La Normandie, une terre de lumière et d’eau

La Normandie a inspiré les grands peintres de leur temps, ceux qui y sont nés comme Géricault, Millet ou Boudin , ceux qui y ont séjourné à de multiples reprises dans leur enfance ou à l’âge adulte comme Turner, Corot, Degas, Delacroix, Seurat, Pissarro et Signac. Figure emblématique de cette effervescence artistique : Claude Monet. Né à Paris, il a vécu son enfance au Havre, est retourné régulièrement dans cette province avant de s’y installer définitivement en 1883 à Giverny. Les plus grands artistes ont donc peint de nombreuses toiles sur les paysages normands, représentant ainsi tous les mouvements artistiques du XIXe siècle. L’impressionnisme qui s’épanouit de 1870 à 1900 puise ses racines dans le romantisme et le réalisme de la première moitié de ce siècle.
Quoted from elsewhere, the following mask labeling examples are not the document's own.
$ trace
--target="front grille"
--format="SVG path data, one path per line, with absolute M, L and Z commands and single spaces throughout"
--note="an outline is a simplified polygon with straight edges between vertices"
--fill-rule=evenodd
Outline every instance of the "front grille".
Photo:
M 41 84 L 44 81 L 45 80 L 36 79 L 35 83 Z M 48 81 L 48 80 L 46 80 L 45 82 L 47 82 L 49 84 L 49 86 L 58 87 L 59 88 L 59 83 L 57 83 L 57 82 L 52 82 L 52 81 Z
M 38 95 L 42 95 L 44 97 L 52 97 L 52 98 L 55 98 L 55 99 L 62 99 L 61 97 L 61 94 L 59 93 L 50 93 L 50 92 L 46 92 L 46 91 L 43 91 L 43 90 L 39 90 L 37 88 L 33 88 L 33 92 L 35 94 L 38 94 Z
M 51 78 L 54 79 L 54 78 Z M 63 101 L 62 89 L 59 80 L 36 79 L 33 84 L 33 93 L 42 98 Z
A partir des années 1830, une auberge, située sur les hauteurs d’Honfleur face à la baie de la Seine, devient le lieu de rendez-vous de peintres pré-impressionnistes et impressionnistes. Dans une ambiance conviviale mais studieuse, des artistes comme Corot, Courbet, Boudin, Jongkind, Dubourg ou Monet échangent et s’influencent mutuellement. Le changement de propriétaire en 1870 marque la fin de ce que certains appelèrent l’école de Saint-Siméon. Plusieurs tableaux comme ceux peints par Courbet « Couchant sur l’estuaire » ou Dubourg « Honfleur : le repas à Saint-Siméon » témoignent de l’émulation artistique qui a fait le succès de ce lieu de rencontre. Une école locale de peinture se développe à Rouen, animée par des peintres impressionnistes tels que Lebourg, Delattre, Pinchon, Lemaitre ou Frechon.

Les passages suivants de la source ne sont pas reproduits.